- A U.S. district judge ruled on Thursday that Connecticut could transfer $145 million in ratepayer funds — initially collected for energy efficiency programs — into the general fund to cover a 2017 budget shortfall.
- Several groups, including the Connecticut Fund for the Environment, sued the state in May, arguing that using ratepayer funding for something other than its intended purpose violated clauses of the U.S. Constitution and amounted to an illegal tax.
- The court concluded that customers were never promised the funds would not be transferred to the general fund; customer advocates say they are considering whether to appeal to the Second Circuit Court of Appeals in New York.
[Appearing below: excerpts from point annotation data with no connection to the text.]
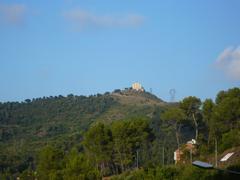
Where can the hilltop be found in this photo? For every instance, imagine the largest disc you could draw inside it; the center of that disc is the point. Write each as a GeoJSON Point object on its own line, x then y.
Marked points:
{"type": "Point", "coordinates": [27, 126]}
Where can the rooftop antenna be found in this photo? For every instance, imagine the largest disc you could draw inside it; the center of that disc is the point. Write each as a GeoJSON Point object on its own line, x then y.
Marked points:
{"type": "Point", "coordinates": [172, 93]}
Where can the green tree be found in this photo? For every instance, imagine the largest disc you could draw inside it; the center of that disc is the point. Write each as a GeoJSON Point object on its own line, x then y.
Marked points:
{"type": "Point", "coordinates": [50, 163]}
{"type": "Point", "coordinates": [177, 116]}
{"type": "Point", "coordinates": [98, 144]}
{"type": "Point", "coordinates": [191, 106]}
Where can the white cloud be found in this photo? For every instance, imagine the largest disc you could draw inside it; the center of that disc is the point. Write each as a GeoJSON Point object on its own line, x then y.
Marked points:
{"type": "Point", "coordinates": [229, 62]}
{"type": "Point", "coordinates": [83, 19]}
{"type": "Point", "coordinates": [12, 13]}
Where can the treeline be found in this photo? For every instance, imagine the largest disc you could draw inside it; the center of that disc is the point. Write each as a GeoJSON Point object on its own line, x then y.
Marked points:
{"type": "Point", "coordinates": [142, 147]}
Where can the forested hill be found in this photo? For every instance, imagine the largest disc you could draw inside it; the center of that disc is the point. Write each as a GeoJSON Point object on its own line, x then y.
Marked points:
{"type": "Point", "coordinates": [125, 134]}
{"type": "Point", "coordinates": [27, 126]}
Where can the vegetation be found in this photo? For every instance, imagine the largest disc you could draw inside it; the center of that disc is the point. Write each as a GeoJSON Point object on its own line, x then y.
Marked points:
{"type": "Point", "coordinates": [69, 137]}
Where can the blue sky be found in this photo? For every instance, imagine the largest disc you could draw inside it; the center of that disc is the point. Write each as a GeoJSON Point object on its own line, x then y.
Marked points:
{"type": "Point", "coordinates": [86, 47]}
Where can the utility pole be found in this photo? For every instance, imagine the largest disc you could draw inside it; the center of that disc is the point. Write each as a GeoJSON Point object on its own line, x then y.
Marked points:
{"type": "Point", "coordinates": [163, 156]}
{"type": "Point", "coordinates": [216, 161]}
{"type": "Point", "coordinates": [191, 155]}
{"type": "Point", "coordinates": [137, 159]}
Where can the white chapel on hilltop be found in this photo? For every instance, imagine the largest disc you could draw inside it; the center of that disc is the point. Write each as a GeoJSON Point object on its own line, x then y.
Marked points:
{"type": "Point", "coordinates": [137, 87]}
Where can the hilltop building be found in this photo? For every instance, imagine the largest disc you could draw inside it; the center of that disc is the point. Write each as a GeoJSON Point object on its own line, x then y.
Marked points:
{"type": "Point", "coordinates": [137, 87]}
{"type": "Point", "coordinates": [190, 147]}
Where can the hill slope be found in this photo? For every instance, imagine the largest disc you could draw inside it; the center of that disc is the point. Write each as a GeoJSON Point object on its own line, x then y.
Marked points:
{"type": "Point", "coordinates": [29, 125]}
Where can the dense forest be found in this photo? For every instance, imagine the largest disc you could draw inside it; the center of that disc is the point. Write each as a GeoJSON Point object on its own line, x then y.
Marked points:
{"type": "Point", "coordinates": [105, 136]}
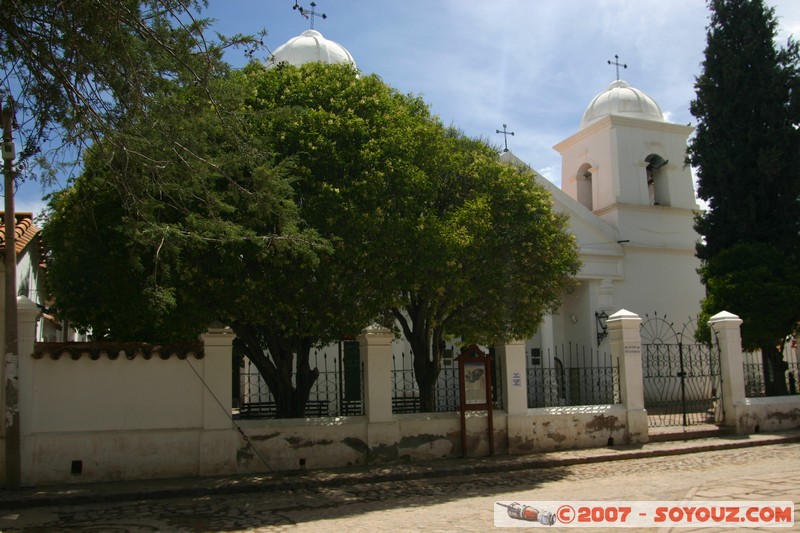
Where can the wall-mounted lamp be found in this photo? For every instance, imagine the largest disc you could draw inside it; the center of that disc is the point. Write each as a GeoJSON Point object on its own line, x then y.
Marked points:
{"type": "Point", "coordinates": [602, 327]}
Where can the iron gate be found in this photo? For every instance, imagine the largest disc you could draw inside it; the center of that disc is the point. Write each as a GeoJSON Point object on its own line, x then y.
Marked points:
{"type": "Point", "coordinates": [681, 376]}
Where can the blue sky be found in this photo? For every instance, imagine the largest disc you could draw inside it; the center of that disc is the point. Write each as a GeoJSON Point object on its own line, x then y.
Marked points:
{"type": "Point", "coordinates": [531, 64]}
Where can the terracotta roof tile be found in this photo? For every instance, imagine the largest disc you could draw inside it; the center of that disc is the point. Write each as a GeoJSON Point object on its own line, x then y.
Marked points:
{"type": "Point", "coordinates": [24, 232]}
{"type": "Point", "coordinates": [115, 350]}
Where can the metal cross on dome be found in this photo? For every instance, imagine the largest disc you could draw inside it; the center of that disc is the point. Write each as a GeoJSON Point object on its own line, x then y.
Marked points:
{"type": "Point", "coordinates": [617, 64]}
{"type": "Point", "coordinates": [505, 133]}
{"type": "Point", "coordinates": [309, 14]}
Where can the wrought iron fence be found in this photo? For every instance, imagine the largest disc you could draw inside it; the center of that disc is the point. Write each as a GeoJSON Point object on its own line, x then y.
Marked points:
{"type": "Point", "coordinates": [572, 375]}
{"type": "Point", "coordinates": [754, 382]}
{"type": "Point", "coordinates": [338, 390]}
{"type": "Point", "coordinates": [405, 391]}
{"type": "Point", "coordinates": [681, 377]}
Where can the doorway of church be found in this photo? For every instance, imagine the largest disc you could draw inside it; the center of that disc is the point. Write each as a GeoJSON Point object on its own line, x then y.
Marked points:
{"type": "Point", "coordinates": [682, 384]}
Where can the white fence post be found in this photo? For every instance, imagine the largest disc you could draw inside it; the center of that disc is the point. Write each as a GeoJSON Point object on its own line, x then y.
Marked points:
{"type": "Point", "coordinates": [626, 345]}
{"type": "Point", "coordinates": [727, 328]}
{"type": "Point", "coordinates": [216, 373]}
{"type": "Point", "coordinates": [383, 430]}
{"type": "Point", "coordinates": [514, 377]}
{"type": "Point", "coordinates": [375, 343]}
{"type": "Point", "coordinates": [27, 313]}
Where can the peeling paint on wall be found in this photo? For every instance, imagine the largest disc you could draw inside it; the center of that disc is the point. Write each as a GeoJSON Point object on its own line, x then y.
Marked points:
{"type": "Point", "coordinates": [603, 423]}
{"type": "Point", "coordinates": [297, 442]}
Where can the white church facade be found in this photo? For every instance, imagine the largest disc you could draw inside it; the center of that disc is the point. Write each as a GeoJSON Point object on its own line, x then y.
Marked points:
{"type": "Point", "coordinates": [631, 204]}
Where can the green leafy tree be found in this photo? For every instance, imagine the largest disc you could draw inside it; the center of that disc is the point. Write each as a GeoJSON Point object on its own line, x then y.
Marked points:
{"type": "Point", "coordinates": [352, 204]}
{"type": "Point", "coordinates": [202, 226]}
{"type": "Point", "coordinates": [74, 69]}
{"type": "Point", "coordinates": [489, 256]}
{"type": "Point", "coordinates": [431, 223]}
{"type": "Point", "coordinates": [747, 154]}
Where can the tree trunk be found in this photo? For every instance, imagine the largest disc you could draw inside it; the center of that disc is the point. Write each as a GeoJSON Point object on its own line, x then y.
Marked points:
{"type": "Point", "coordinates": [274, 358]}
{"type": "Point", "coordinates": [774, 371]}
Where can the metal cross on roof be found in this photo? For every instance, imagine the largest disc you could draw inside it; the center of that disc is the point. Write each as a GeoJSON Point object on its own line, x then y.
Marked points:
{"type": "Point", "coordinates": [617, 64]}
{"type": "Point", "coordinates": [505, 133]}
{"type": "Point", "coordinates": [309, 14]}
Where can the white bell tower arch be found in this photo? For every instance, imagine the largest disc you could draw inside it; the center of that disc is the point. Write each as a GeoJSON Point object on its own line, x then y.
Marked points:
{"type": "Point", "coordinates": [626, 165]}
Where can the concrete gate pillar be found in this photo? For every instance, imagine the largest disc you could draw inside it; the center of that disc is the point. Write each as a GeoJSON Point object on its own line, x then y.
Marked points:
{"type": "Point", "coordinates": [375, 343]}
{"type": "Point", "coordinates": [727, 328]}
{"type": "Point", "coordinates": [626, 347]}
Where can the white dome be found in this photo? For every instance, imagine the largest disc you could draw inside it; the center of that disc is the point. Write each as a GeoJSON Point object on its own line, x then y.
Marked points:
{"type": "Point", "coordinates": [622, 99]}
{"type": "Point", "coordinates": [308, 47]}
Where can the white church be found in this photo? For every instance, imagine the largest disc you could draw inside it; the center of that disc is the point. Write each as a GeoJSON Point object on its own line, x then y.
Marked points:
{"type": "Point", "coordinates": [631, 205]}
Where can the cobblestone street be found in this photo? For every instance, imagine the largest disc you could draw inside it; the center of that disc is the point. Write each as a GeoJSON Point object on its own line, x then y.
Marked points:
{"type": "Point", "coordinates": [458, 503]}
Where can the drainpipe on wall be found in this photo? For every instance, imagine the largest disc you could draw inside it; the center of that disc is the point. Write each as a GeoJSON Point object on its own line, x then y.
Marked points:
{"type": "Point", "coordinates": [11, 366]}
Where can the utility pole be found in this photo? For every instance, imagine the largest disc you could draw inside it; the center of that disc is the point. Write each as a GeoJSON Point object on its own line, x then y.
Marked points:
{"type": "Point", "coordinates": [11, 361]}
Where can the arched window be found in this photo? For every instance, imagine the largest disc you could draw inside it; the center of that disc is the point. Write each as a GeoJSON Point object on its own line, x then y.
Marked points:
{"type": "Point", "coordinates": [657, 186]}
{"type": "Point", "coordinates": [584, 189]}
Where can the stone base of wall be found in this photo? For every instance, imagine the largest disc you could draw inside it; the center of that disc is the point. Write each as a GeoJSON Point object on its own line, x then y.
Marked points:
{"type": "Point", "coordinates": [50, 458]}
{"type": "Point", "coordinates": [776, 413]}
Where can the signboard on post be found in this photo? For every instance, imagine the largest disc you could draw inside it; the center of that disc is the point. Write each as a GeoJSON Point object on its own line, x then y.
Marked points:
{"type": "Point", "coordinates": [475, 386]}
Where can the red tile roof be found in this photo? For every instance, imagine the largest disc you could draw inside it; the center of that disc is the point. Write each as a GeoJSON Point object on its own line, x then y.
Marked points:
{"type": "Point", "coordinates": [24, 232]}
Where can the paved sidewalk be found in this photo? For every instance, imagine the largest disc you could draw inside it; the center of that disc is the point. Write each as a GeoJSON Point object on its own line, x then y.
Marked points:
{"type": "Point", "coordinates": [76, 494]}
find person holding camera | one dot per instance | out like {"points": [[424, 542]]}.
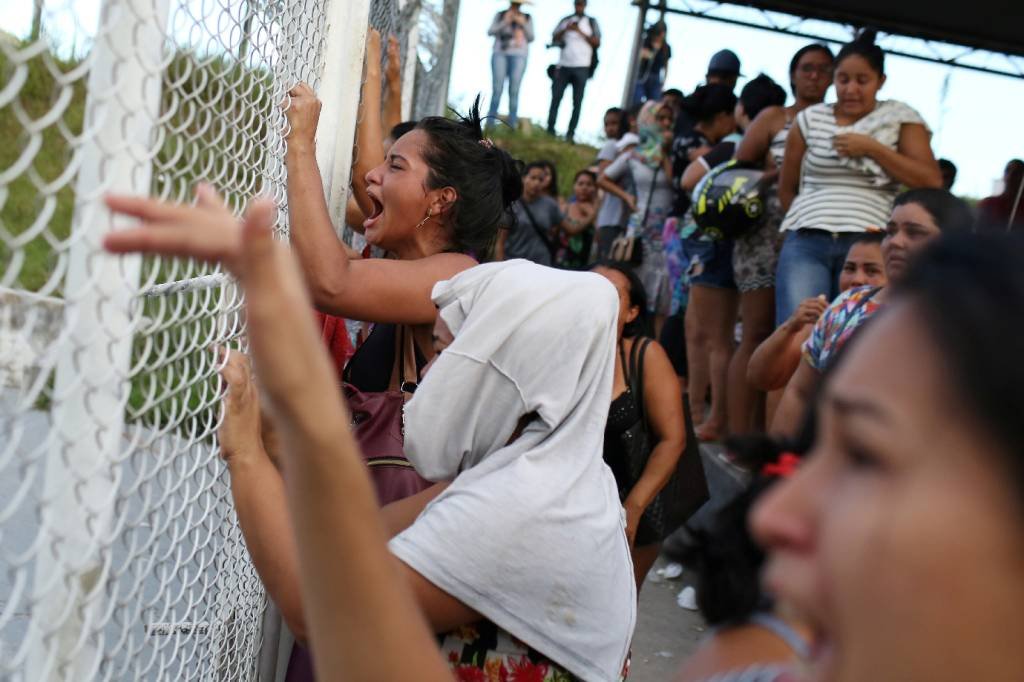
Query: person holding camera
{"points": [[579, 37], [513, 32]]}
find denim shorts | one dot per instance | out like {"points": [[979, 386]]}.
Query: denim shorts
{"points": [[710, 262]]}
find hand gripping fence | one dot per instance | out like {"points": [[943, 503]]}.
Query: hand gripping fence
{"points": [[120, 553]]}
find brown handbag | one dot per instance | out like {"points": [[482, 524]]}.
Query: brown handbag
{"points": [[378, 427]]}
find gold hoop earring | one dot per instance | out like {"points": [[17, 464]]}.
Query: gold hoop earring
{"points": [[425, 218]]}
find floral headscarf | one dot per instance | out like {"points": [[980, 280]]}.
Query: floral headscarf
{"points": [[649, 150]]}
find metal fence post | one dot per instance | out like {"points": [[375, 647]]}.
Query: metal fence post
{"points": [[346, 38], [91, 385]]}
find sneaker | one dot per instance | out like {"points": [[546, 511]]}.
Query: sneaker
{"points": [[687, 598]]}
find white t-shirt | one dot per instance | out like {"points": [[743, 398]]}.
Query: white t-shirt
{"points": [[577, 52], [843, 195], [530, 534]]}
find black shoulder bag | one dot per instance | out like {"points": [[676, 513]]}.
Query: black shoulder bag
{"points": [[686, 489], [628, 249], [537, 228]]}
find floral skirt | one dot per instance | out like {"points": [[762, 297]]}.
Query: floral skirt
{"points": [[484, 652]]}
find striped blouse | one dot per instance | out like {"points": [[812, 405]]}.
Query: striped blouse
{"points": [[845, 195]]}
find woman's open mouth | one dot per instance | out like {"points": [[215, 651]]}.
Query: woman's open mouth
{"points": [[376, 214]]}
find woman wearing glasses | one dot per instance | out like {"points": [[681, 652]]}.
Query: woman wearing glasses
{"points": [[764, 144]]}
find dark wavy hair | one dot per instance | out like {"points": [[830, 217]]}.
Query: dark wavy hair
{"points": [[863, 45], [485, 177], [709, 100], [759, 94], [950, 213], [726, 558], [638, 298]]}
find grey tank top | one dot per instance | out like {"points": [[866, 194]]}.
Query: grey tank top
{"points": [[777, 146]]}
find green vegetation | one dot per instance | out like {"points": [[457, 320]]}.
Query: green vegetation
{"points": [[214, 118], [24, 205], [534, 143]]}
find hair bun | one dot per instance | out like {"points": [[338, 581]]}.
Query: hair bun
{"points": [[510, 171], [866, 37]]}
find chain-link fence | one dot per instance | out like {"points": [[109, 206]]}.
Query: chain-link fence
{"points": [[434, 50], [120, 553]]}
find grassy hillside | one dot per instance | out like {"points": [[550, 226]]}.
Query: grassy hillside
{"points": [[532, 143], [23, 204]]}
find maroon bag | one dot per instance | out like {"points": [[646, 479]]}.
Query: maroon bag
{"points": [[378, 427]]}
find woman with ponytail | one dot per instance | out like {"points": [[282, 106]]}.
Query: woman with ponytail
{"points": [[844, 164], [437, 201]]}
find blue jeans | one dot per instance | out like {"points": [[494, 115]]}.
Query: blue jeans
{"points": [[809, 265], [565, 76], [511, 67]]}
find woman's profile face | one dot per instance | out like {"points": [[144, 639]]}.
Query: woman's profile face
{"points": [[812, 76], [584, 188], [863, 267], [900, 540], [909, 229], [857, 86], [398, 190], [612, 125]]}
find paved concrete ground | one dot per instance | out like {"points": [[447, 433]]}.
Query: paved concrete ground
{"points": [[666, 633]]}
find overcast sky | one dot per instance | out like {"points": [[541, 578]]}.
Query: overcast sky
{"points": [[976, 117], [977, 124]]}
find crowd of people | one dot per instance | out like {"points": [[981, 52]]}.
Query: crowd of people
{"points": [[479, 489]]}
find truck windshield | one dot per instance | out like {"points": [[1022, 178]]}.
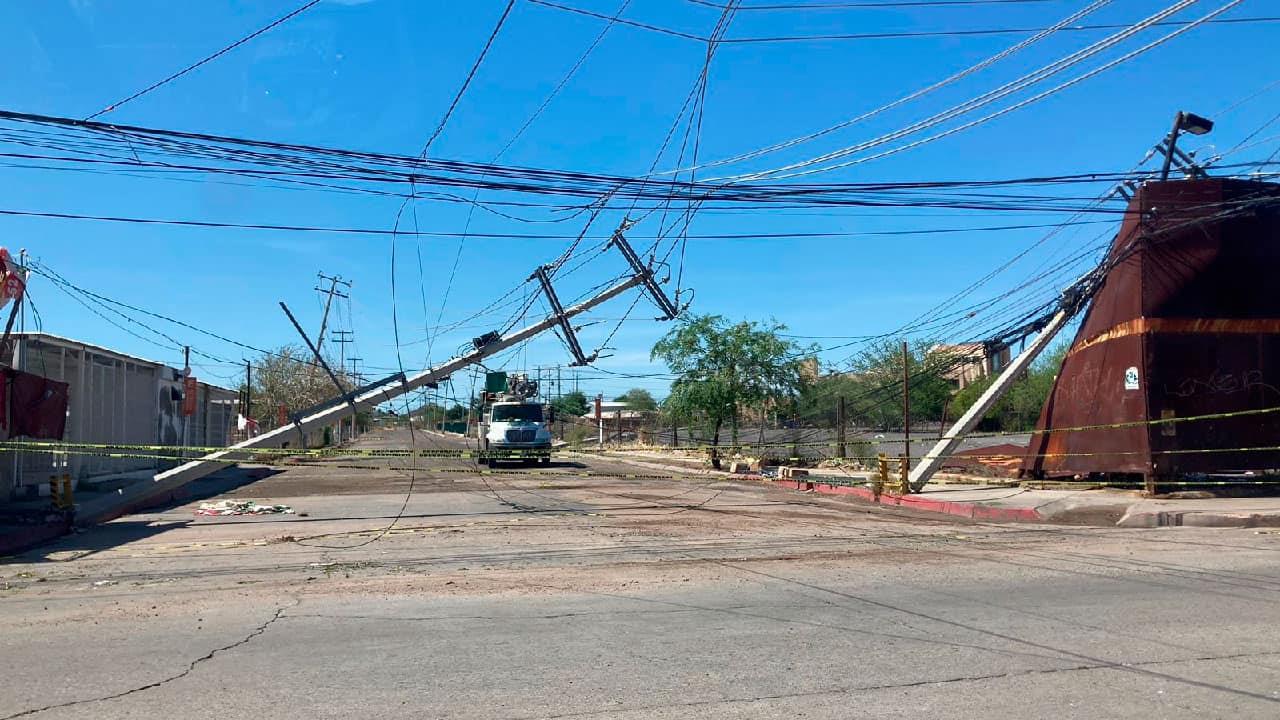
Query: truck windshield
{"points": [[526, 413]]}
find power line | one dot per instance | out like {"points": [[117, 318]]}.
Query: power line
{"points": [[466, 82], [949, 80], [208, 59], [872, 5], [888, 35], [1002, 92]]}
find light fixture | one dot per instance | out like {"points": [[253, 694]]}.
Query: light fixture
{"points": [[1188, 122]]}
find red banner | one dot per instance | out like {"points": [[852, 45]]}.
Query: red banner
{"points": [[188, 395]]}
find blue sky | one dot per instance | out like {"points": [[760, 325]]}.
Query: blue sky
{"points": [[379, 74]]}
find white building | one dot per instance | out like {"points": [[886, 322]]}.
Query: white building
{"points": [[115, 399]]}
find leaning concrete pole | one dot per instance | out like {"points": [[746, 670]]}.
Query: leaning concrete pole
{"points": [[933, 460], [187, 472]]}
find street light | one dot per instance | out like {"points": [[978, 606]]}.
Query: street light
{"points": [[1188, 122]]}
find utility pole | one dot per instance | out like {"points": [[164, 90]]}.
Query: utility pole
{"points": [[186, 373], [248, 390], [334, 281], [906, 404], [357, 381], [343, 338], [385, 390], [840, 427]]}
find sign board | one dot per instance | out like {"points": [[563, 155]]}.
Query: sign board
{"points": [[1130, 378], [13, 278], [496, 382], [188, 395]]}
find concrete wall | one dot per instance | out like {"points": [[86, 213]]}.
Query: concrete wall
{"points": [[114, 399]]}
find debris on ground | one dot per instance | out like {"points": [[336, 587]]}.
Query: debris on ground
{"points": [[242, 507]]}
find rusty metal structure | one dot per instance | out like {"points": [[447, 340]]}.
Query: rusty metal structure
{"points": [[1185, 323]]}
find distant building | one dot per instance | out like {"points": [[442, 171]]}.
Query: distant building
{"points": [[809, 369], [115, 399], [970, 361]]}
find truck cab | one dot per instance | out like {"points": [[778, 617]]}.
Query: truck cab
{"points": [[517, 424]]}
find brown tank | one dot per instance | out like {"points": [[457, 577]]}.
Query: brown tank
{"points": [[1187, 322]]}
The group of 11 plaintiffs is deciding whether to appeal, but say the lesson here is how difficult it can be to fund clean energy programs when earmarked funds can be swept up "on a legislative whim."
The transfers for this year have taken place, and included moving more than $63 million out of the Conservation and Load Management Fund, and $14 million from the Clean Energy Fund. Additional transfers are planned for next year.
"This case shows how incredibly difficult it is to stop the state from converting millions of dollars dedicated for a specific purposes — in this case, energy efficiency, renewables, and investments in clean energy — and converting the money into general fund purposes," Stephen Humes, a partner at Holland & Knight and co-counsel on the case, said in a statement.
The group's lawsuit argued the diversion of funds would violate the Contract Clause and Equal Protection Clause of the Constitution, and "functions as an illegal tax on tax-exempt organizations like churches and nonprofits."
The judge rejected those arguments, concluding "the plaintiffs do not have an implied contractual right over how the money in Energy Funds is spent."
The plaintiffs, which include energy advocacy groups, companies focused on efficiency, and individuals, say one way electric customers can fight back is at the ballot box. But in the near-term, the damage is done. The groups say diversion of energy efficiency funds has cost the state 3,000 jobs.